Realizing the Potential of Authentic Learning
Educators want to create authentic learning environments, but will act only when they are convinced
that they can manage the work. The four misconceptions identified here may lead educators to
believe teaching authentically is more difficult than it really is. Taking three steps to counter these
fallacies will help educators manage the task and improve their prospects for success:
 Work toward more authenticity, not complete authenticity. Let's be realistic. Not every learning
activity must duplicate real-life experiences. The hope is that, over time, activities will more closely
resemble the real world than they have in the past. When the expectation is more reasonable,
people may warm to it more quickly.
 Exploit available opportunities for authentic learning.

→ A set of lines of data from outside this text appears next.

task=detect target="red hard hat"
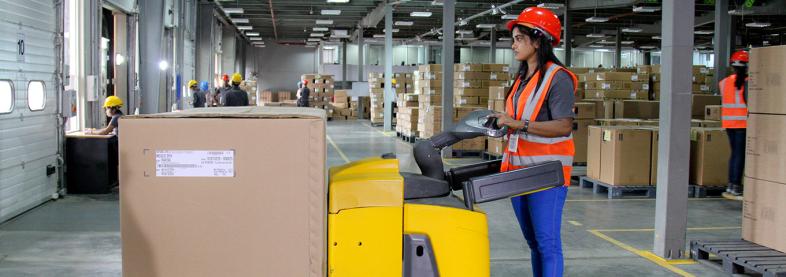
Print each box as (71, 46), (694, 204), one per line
(508, 7), (562, 46)
(729, 50), (750, 65)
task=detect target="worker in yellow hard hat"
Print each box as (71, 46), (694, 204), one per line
(221, 73), (248, 107)
(85, 95), (123, 135)
(188, 80), (207, 108)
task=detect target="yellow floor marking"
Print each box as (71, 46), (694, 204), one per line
(587, 230), (695, 277)
(327, 136), (349, 163)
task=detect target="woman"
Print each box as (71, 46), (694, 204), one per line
(85, 96), (123, 135)
(494, 7), (578, 276)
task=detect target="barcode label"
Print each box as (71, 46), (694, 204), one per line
(156, 150), (235, 177)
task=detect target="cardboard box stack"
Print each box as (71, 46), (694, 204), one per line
(742, 46), (786, 252)
(119, 107), (327, 277)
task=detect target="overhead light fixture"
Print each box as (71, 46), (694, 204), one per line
(584, 16), (609, 23)
(538, 3), (565, 10)
(729, 9), (753, 15)
(745, 22), (772, 28)
(322, 10), (341, 15)
(633, 6), (660, 13)
(409, 12), (431, 17)
(230, 18), (248, 24)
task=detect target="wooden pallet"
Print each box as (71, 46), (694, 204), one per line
(579, 176), (655, 199)
(690, 240), (786, 277)
(688, 185), (726, 198)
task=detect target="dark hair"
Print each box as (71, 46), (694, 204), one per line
(505, 25), (565, 99)
(732, 65), (748, 89)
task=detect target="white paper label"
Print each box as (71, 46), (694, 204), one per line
(156, 150), (235, 177)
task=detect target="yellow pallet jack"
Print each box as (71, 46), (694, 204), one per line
(327, 110), (564, 277)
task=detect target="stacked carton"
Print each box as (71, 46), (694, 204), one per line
(742, 46), (786, 252)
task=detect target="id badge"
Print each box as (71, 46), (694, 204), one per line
(508, 132), (519, 153)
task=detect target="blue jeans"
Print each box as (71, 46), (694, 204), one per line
(510, 187), (568, 277)
(726, 128), (745, 185)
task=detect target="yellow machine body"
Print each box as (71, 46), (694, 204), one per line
(327, 158), (490, 277)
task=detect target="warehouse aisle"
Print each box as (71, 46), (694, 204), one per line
(0, 121), (741, 277)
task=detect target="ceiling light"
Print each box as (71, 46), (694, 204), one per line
(745, 22), (772, 28)
(538, 3), (565, 10)
(729, 9), (753, 15)
(230, 18), (248, 24)
(633, 6), (660, 13)
(584, 16), (609, 23)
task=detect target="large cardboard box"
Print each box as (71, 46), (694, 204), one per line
(689, 127), (731, 186)
(742, 177), (786, 252)
(573, 119), (595, 163)
(614, 100), (660, 119)
(748, 45), (786, 114)
(119, 107), (327, 277)
(600, 127), (652, 186)
(745, 114), (786, 184)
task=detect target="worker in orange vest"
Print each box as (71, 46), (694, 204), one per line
(718, 51), (749, 200)
(494, 7), (578, 276)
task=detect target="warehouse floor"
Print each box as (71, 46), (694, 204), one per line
(0, 121), (741, 276)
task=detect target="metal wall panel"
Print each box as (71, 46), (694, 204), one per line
(0, 0), (58, 222)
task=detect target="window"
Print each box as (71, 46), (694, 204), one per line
(0, 80), (14, 114)
(27, 81), (46, 111)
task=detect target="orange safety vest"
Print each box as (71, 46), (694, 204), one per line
(501, 63), (578, 186)
(718, 74), (748, 129)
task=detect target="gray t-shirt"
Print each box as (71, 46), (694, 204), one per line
(514, 70), (576, 121)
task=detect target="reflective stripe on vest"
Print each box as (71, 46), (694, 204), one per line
(718, 75), (748, 128)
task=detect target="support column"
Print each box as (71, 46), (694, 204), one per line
(489, 27), (497, 63)
(139, 0), (165, 114)
(441, 0), (456, 157)
(712, 0), (732, 90)
(384, 4), (396, 131)
(358, 26), (365, 81)
(654, 0), (695, 259)
(562, 0), (573, 67)
(614, 28), (622, 68)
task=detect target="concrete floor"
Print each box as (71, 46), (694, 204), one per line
(0, 121), (741, 277)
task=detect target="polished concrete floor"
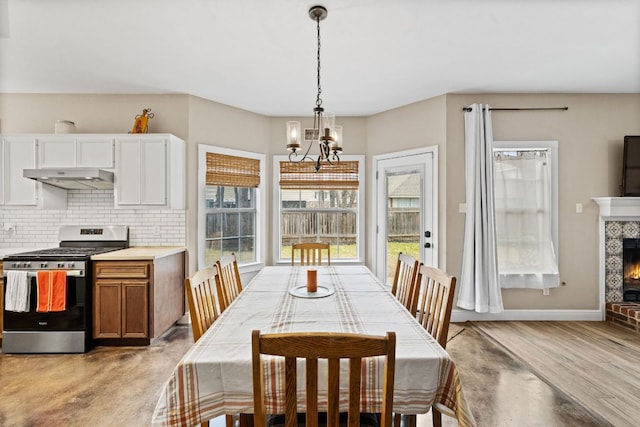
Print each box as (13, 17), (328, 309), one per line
(0, 324), (602, 427)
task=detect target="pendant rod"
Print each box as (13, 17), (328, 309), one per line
(462, 107), (569, 112)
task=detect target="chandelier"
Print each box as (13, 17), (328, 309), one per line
(287, 6), (342, 172)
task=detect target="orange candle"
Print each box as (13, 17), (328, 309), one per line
(307, 269), (318, 292)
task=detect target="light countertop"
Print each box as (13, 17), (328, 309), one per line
(91, 246), (186, 261)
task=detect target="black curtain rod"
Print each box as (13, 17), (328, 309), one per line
(462, 107), (569, 111)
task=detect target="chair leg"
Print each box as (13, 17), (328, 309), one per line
(404, 414), (417, 427)
(431, 407), (442, 427)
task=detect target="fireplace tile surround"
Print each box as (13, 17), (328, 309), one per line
(594, 197), (640, 333)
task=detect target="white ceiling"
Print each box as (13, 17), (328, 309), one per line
(0, 0), (640, 116)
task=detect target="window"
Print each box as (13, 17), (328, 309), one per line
(494, 141), (560, 289)
(274, 156), (364, 263)
(198, 145), (264, 268)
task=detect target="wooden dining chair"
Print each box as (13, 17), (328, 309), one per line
(409, 263), (456, 427)
(391, 252), (420, 316)
(216, 253), (242, 311)
(184, 266), (220, 342)
(184, 266), (234, 427)
(251, 330), (396, 427)
(417, 264), (456, 348)
(291, 242), (331, 265)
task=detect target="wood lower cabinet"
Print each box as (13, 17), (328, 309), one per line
(93, 252), (185, 345)
(93, 279), (149, 338)
(0, 260), (4, 338)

Few people bake apple pies when they must
begin by planting the trees. Even traditional textbooks contain story problems, suggestions for
experiments, and ideas for projects that promote more authentic learning. The process of change
begins with taking advantage of available opportunities and more systematically tying them to
curriculum and assessment.
 Start with less complex tasks. Educators will have an easier time implementing authentic learning if
they feel free to begin with simpler adaptations of the concept. Drafting a letter to the editor on a
local environmental issue, for example, is an easier task to introduce than creating a Model United
Nations to investigate global environmental problems. Both are authentic and valuable learning
experiences. Experience will build the confidence educators need to attempt more complex tasks.
The power of the authentic learning movement has been in the simplicity of its central idea: students'
experiences in school should more closely resemble the experiences they encounter in real life. The
potential of this idea will be lost, however, if it is muddled by dense vocabulary and implementation
models that are too intricate for practitioners.
By developing a common language and keeping a focus on the simple theme of the movement, we
can help alleviate the misconceptions about authentic learning. More important, by keeping our
expectations realistic, capitalizing on available opportunities, and starting simply, we can ensure that
the window of opportunity remains open.

Endnote
1
G. Wiggins, (February 1991), “Standards, Not Standardization: Evoking Quality Student
Work,” Educational Leadership 48, 5: 18–25.